Tuesday 11 December 2012

Signal Failure

I've mentioned in the past the billions of pounds of new technology being thrown at the railway crossing near us to make it fully automatic.

In the picture below you can see the modern souless metal box of tricks on the left which is replacing the charming old relic on the right (cue cutting comments).

One of the jovial chaps who used to manually open and close the gates and light the oil burning lamps made the touching little sign to commemorate the passing of this 19th Century institution.

Anyway, the update is that the new set up was commissioned last week and the state of the art ground radar doesn't work. The solution? (There are dozens of various 'solutions' vans parked up the road). But what is actually operating the gates?

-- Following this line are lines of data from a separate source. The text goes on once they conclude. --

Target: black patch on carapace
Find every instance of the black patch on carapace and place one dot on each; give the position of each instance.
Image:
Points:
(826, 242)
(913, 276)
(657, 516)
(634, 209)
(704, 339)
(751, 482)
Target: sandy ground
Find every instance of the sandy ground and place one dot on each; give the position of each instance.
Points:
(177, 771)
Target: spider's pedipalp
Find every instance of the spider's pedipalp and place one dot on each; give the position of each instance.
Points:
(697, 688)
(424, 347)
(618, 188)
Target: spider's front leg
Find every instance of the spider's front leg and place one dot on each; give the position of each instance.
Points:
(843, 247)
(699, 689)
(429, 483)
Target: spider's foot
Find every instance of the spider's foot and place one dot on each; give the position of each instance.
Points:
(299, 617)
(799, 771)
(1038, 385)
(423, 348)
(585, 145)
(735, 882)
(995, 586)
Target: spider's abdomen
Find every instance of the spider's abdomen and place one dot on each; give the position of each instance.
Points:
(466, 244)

Let me tell you. The gates are operated by one of the poor downtrodden signalmen parked in his own car for 12 hour shifts manually pressing a remote after a visual check.

10 comments:

Z said...

In this weather? I had to wait for the Sage for 10 minutes yesterday in the car and I was jolly cold. As to the rest - no comments, as it said at the end of the post (but won't any longer).

Tim said...

I've instinctively tried to avoid trains ever since the Paddington disaster (which I missed by three minutes), and this isn't encouraging me back ...

Zig said...

Oh ffs - if Mr Murph were here he'd be writing to No 10 about this, can't La Lil start a petition we are in the eurozone after all.

Martin said...

I'd like to come up with a clever remark, but I can only produce a sigh...

dinahmow said...

And the first time some twit thinks he can beat the train and tries to do so...?
When I was a kid we had a "proper" man on the rail gate. If any kids tried to sneak through he'd whack them on the backside with his "stop" sign. Don't suppose they'd be allowed to do that today.

Sir Bruin said...

Are you on a crossing? If not, you are considered to be "On or near the line" if you are at a point that is inside the boundary fence and is within 3 metres of the nearest running line. How pompous am I?

Rog said...

Z: He had to have his engine running which added to the wrongness.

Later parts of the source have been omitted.